第四方面,本申请还提供了一种计算机可读存储介质,所述计算机可读存储介质存储有计算机程序,所述计算机程序被处理器执行时使所述处理器实现如下步骤:将目标单语句输入预设的目标Bert模型,所述目标Bert模型为通过将Bert模型中所包含的语句分割嵌入输入层替换为预设外部信息编码输入层而构建,其中,所述外部信息编码输入层为实现提取所述目标单语句中所包含的预设的外部信息而预设的输入层,所述外部信息为所述目标单语句中对所对应自然语言处理任务起作用的预设信息,所述目标单语句为所述自然语言处理任务为获得语音语义结果而对所述目标单语句进行语音语义处理的目标对象,所述预设信息包括分词依存关系及词性标注信息;根据所述预设的目标Bert模型对所述目标单语句进行预处理,得到所述目标单语句所对应的目标向量,所述目标向量中包含所述目标单语句通过所述预设外部信息编码输入层而得到的对应外部信息编码,其中,所述外部信息编码为分词依存关系编码或者词性标注信息编码;将所述目标向量输入至预设自然语言处理模型;根据所述预设自然语言处理模型对所述目标向量进行语音语义处理,得到所述单语句所对应的语音语义处理结果。
本申请由于所述预设的目标Bert模型为通过将Bert模型中所包含的语句分割嵌入输入层替换为预设外部信息编码输入层而构建,其中,所述外部信息编码输入层为实现提取目标单语句中所包含的预设外部信息而预设的输入层,所述外部信息为所述目标单语句中所包含的对所述目标单语句所对应的语音语义处理任务起作用的预设信息,针对语音语义任务所对应的自然语言处理,尤其针对目标单语句下游的自然语言处理模型所进行的语音语义处理任务,通过将目标单语句中有效的外部信息通过替换后的预设外部信息编码输入层传输至下游自然语言处理模型,可以有效增强下游自然语言处理模型抓取目标单语句信息的能力,能够提升语音语义处理的准确性和处理质量,从而增强下游自然语言处理模型的语音语义处理效果。
附图说明
为了更清楚地说明本申请实施例技术方案,下面将对实施例描述中所需要使用的附图作简单地介绍,显而易见地,下面描述中的附图是本申请的一些实施例,对于本领域普通技术人员来讲,在不付出创造性劳动的前提下,还可以根据这些附图获得其他的附图。

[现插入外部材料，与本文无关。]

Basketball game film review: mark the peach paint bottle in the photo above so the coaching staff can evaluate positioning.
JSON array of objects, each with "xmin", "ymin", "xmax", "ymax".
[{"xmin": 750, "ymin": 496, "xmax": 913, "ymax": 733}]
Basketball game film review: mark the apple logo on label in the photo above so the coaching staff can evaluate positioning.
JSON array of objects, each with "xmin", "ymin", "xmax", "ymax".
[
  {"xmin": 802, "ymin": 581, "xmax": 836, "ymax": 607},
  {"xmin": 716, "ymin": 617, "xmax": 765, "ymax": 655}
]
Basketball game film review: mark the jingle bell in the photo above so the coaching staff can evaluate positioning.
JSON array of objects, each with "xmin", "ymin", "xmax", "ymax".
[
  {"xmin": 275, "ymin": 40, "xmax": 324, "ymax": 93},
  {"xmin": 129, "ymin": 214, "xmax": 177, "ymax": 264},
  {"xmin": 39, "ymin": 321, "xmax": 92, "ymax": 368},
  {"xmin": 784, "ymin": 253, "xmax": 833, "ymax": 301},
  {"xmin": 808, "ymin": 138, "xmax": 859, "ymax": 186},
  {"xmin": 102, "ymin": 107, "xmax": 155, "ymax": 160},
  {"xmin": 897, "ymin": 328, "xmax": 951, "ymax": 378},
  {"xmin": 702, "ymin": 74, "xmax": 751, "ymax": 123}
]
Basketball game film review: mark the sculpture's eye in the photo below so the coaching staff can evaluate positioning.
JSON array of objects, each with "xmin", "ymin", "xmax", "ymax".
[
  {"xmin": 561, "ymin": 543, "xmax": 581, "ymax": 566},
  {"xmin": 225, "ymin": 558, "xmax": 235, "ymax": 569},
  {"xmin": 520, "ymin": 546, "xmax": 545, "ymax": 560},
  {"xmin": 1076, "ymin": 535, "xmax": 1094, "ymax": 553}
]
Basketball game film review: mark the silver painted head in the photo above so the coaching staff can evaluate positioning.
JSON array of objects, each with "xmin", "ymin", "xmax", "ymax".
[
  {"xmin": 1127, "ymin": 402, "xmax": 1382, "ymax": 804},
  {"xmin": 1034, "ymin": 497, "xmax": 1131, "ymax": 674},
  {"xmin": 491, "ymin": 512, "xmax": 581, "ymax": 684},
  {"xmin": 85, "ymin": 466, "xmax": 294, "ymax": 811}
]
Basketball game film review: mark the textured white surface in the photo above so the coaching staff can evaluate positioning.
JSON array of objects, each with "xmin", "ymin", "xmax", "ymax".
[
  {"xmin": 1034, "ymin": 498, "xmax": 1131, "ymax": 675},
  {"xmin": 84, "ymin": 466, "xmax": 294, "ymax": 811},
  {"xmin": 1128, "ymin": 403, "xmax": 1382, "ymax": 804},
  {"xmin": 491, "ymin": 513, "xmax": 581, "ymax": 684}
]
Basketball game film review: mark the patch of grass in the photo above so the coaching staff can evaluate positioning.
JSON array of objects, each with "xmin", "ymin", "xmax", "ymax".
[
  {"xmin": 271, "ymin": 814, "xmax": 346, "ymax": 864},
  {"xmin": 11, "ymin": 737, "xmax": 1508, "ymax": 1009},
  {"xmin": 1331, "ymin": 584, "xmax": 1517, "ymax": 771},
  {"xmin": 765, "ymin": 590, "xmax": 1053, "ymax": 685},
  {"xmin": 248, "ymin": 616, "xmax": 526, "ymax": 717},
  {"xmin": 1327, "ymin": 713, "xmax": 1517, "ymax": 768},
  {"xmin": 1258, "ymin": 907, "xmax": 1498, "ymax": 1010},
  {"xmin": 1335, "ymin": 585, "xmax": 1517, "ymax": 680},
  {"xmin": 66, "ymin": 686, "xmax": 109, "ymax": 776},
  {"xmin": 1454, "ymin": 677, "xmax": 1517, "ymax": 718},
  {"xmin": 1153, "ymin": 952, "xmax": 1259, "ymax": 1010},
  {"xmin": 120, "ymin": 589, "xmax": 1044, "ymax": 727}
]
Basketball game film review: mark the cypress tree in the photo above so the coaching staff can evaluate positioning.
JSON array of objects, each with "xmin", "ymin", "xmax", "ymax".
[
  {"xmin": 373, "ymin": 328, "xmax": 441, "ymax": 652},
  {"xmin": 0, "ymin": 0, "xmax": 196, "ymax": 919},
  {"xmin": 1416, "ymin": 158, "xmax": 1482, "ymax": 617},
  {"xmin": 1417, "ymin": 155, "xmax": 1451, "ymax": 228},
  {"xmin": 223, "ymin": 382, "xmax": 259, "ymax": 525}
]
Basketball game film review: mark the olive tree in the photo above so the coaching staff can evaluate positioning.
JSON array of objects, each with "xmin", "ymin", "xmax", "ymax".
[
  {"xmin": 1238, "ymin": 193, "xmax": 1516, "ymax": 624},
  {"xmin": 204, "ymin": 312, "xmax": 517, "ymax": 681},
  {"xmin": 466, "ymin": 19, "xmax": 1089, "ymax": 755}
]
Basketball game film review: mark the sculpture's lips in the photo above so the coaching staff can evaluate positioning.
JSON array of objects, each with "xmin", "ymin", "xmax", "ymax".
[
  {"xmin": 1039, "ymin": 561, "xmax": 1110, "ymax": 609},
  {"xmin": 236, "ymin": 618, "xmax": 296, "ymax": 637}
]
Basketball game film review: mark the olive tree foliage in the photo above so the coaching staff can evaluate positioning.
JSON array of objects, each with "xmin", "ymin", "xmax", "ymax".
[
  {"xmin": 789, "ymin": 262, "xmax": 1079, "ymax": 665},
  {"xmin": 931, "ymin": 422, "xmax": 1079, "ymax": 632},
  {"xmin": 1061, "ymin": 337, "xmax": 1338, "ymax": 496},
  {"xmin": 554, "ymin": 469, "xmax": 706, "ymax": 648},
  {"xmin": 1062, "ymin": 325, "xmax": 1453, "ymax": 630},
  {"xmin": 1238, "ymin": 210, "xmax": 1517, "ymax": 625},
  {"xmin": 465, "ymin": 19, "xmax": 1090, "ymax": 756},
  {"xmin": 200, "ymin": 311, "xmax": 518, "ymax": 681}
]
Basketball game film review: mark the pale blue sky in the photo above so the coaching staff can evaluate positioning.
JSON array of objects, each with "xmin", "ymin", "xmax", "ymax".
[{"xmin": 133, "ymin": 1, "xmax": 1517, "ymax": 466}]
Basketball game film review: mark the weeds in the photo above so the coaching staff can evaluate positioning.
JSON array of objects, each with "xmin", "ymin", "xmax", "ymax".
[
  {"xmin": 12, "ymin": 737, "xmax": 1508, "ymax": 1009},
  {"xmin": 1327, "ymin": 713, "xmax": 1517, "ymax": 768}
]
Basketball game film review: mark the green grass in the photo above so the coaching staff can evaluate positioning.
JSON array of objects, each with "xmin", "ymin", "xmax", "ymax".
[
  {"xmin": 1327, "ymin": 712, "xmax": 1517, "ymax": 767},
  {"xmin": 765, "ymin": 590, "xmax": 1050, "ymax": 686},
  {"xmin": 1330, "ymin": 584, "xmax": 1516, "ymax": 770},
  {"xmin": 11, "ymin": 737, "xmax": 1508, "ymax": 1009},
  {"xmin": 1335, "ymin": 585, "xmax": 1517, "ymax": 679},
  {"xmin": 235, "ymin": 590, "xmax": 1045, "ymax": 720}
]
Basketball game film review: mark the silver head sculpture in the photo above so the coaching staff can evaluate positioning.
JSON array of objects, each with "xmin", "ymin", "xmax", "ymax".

图1为本申请实施例提供的基于Bert的单语句自然语言处理方法的一个流程示意图;
图2为本申请实施例提供的基于Bert的单语句自然语言处理方法中一个子流程的示意图;
图3为本申请实施例提供的基于Bert的单语句自然语言处理方法的另一个子流程示意图;
图4为本申请实施例提供的基于Bert的单语句自然语言处理装置的一个示意性框图;以及
图5为本申请实施例提供的计算机设备的示意性框图。
具体实施方式
下面将结合本申请实施例中的附图,对本申请实施例中的技术方案进行清楚、完整地描述,显然,所描述的实施例是本申请一部分实施例,而不是全部的实施例。基于本申请中的实施例,本领域普通技术人员在没有做出创造性劳动前提下所获得的所有其他实施例,都属于本申请保护的范围。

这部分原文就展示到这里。